RT for NPC is complicated by the proximity of these tumors to critical surrounding neural structures. It is challenging to achieve the required dose constraints to surrounding neural tissues while delivering the usual 70-Gy dose to the gross tumor, especially when the tumor comes into direct contact with these structures.

This case provides an example of response-adapted RT using imaging during treatment to shrink the high-dose target as the tumor shrinks away from critical surrounding structures.⁷ This strategy permits delivery of the maximum dose to the tumor while minimizing radiation dose, and therefore risk of toxicity, to normal surrounding structures. While it is typical to deliver 70 Gy to the full extent of tumor involvement for H&N tumors, this was not possible in this case as the tumor was in contact with the brainstem and upper cervical SC. Delivering the full 70 Gy to these areas of tumor would have placed this patient at substantial risk of brainstem and/or SC toxicity. This report demonstrates that response-adapted RT with shrinking fields can allow for tumor control while avoiding toxicity to critical neural structures for cases of locally advanced NPC in which tumor is abutting these structures.

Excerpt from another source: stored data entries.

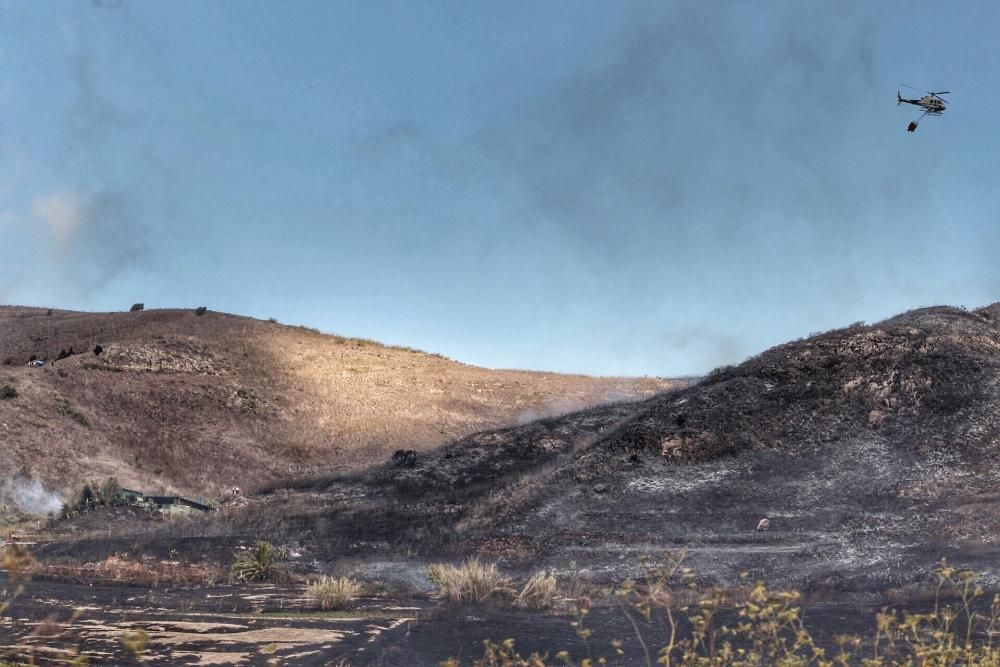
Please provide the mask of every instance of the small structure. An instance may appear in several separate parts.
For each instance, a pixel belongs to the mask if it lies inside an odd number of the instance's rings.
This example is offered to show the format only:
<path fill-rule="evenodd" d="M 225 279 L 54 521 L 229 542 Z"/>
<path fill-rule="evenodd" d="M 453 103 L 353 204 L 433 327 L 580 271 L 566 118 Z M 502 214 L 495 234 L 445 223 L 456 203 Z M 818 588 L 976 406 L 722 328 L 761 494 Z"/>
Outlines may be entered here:
<path fill-rule="evenodd" d="M 184 498 L 182 496 L 146 496 L 146 500 L 153 503 L 161 510 L 169 510 L 175 507 L 190 507 L 191 509 L 200 510 L 202 512 L 211 512 L 214 509 L 207 503 L 198 502 L 197 500 L 191 500 L 190 498 Z"/>
<path fill-rule="evenodd" d="M 207 502 L 202 502 L 199 500 L 191 500 L 190 498 L 185 498 L 183 496 L 147 496 L 142 491 L 136 491 L 135 489 L 122 489 L 121 496 L 130 505 L 138 505 L 139 503 L 151 503 L 156 505 L 157 509 L 160 510 L 170 510 L 172 508 L 189 507 L 191 509 L 199 510 L 201 512 L 211 512 L 214 507 L 209 505 Z"/>
<path fill-rule="evenodd" d="M 757 530 L 760 531 L 767 530 L 770 527 L 771 527 L 771 520 L 768 519 L 767 517 L 764 517 L 757 523 Z"/>

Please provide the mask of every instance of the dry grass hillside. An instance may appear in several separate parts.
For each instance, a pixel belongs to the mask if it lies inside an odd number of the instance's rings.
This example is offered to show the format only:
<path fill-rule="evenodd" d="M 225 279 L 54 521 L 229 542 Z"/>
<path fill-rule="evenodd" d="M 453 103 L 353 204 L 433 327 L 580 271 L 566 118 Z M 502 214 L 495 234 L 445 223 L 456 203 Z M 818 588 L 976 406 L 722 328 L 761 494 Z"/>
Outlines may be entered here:
<path fill-rule="evenodd" d="M 29 368 L 31 355 L 46 365 Z M 397 449 L 674 384 L 489 370 L 193 310 L 0 307 L 0 363 L 0 388 L 16 392 L 0 400 L 0 468 L 57 490 L 116 476 L 205 495 L 312 467 L 356 470 Z"/>
<path fill-rule="evenodd" d="M 1000 585 L 998 488 L 994 304 L 793 341 L 646 401 L 288 482 L 214 520 L 330 560 L 468 554 L 616 579 L 684 548 L 720 581 L 882 590 L 942 556 Z"/>

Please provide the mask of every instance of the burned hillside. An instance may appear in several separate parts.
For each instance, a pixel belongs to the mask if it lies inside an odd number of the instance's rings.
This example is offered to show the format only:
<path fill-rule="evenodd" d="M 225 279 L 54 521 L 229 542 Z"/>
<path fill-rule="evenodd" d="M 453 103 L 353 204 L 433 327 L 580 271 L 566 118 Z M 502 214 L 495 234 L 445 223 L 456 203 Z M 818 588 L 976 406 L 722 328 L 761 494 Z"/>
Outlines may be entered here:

Bony regeneration of the skull base following RT has been reported in the literature, but in limited reviews. Early reports used plain radiography to follow changes. Unger and colleagues demonstrated the regeneration of bone using skull radiographs 4 to 6 months after completion of RT for NPC.⁸ More recent literature details the ability of bone to regenerate after RT based on CT findings. Fang and colleagues reported on 90 cases of NPC with skull base destruction, with 63% having bony regeneration on posttreatment CT.⁹ Most of the patients in Fang’s report had bony regeneration within 1 year of treatment, and in general, bony regeneration became more evident on imaging with longer follow-up. Of note, local control was significantly greater in patients with regeneration vs persistent destruction (77% vs 21%, P < .001). On multivariate analysis, complete tumor response was significantly associated with bony regeneration; other factors such as age, sex, radiation dose, and chemotherapy were not significantly associated with the likelihood of bony regeneration.

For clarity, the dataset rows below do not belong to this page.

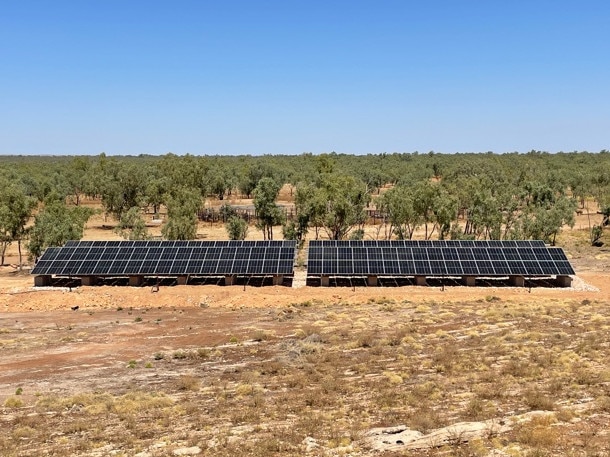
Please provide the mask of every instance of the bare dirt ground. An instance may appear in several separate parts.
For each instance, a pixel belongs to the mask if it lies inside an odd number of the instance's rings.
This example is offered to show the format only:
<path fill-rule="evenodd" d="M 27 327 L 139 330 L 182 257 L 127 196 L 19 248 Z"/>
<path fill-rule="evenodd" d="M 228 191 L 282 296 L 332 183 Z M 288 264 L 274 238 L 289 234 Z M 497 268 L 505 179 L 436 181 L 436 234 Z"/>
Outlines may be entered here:
<path fill-rule="evenodd" d="M 610 252 L 587 226 L 560 239 L 570 289 L 35 289 L 1 267 L 0 455 L 608 456 Z"/>

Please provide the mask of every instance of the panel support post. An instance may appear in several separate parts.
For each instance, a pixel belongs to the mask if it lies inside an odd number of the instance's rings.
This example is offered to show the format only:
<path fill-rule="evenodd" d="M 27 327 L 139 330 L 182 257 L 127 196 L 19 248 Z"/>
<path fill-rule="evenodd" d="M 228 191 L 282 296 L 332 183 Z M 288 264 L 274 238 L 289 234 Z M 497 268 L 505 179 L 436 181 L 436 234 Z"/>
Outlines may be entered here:
<path fill-rule="evenodd" d="M 273 285 L 281 286 L 284 283 L 284 275 L 273 275 Z"/>
<path fill-rule="evenodd" d="M 377 287 L 377 276 L 368 275 L 366 277 L 366 285 L 369 287 Z"/>
<path fill-rule="evenodd" d="M 225 276 L 225 286 L 233 286 L 233 285 L 235 285 L 236 279 L 237 279 L 236 275 L 226 275 Z"/>
<path fill-rule="evenodd" d="M 415 276 L 415 285 L 416 286 L 427 286 L 428 282 L 426 281 L 425 276 Z"/>
<path fill-rule="evenodd" d="M 555 279 L 555 285 L 557 287 L 570 287 L 572 285 L 572 278 L 567 275 L 559 275 Z"/>
<path fill-rule="evenodd" d="M 523 276 L 509 276 L 508 284 L 513 287 L 524 287 L 525 286 L 525 278 Z"/>
<path fill-rule="evenodd" d="M 36 287 L 47 287 L 51 285 L 51 275 L 40 275 L 34 277 L 34 285 Z"/>
<path fill-rule="evenodd" d="M 144 276 L 130 276 L 129 285 L 131 287 L 140 287 L 144 283 Z"/>
<path fill-rule="evenodd" d="M 329 276 L 321 276 L 320 277 L 320 285 L 322 287 L 330 286 L 330 277 Z"/>
<path fill-rule="evenodd" d="M 476 276 L 462 276 L 462 284 L 468 287 L 474 287 L 477 284 Z"/>
<path fill-rule="evenodd" d="M 97 284 L 97 277 L 95 276 L 83 276 L 80 278 L 80 283 L 83 286 L 95 286 Z"/>
<path fill-rule="evenodd" d="M 186 283 L 188 282 L 189 277 L 186 275 L 180 275 L 178 276 L 178 278 L 176 278 L 176 284 L 178 284 L 179 286 L 186 286 Z"/>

Our report details a nasopharyngeal tumor that destroyed the skull base with no intact bony barrier. In such cases, concern arises regarding craniospinal instability with tumor regression if there is not simultaneous bone regeneration. Tumor invasion of the skull base and C1-2 vertebral bodies and complications from treatment of such tumor extent can lead to symptoms of craniospinal instability, including pain, difficulty with neck range of motion, and loss of strength and sensation in the upper and lower extremities.¹⁰ A case report of a woman treated with chemoradiation for a plasmacytoma of the skull base detailed her posttreatment presentation with quadriparesis resulting from craniospinal instability after tumor regression.¹¹ Such instability is generally treated surgically, and during this woman’s surgery, there was an injury to the right vertebral artery, although this did not cause any additional neurologic deficits.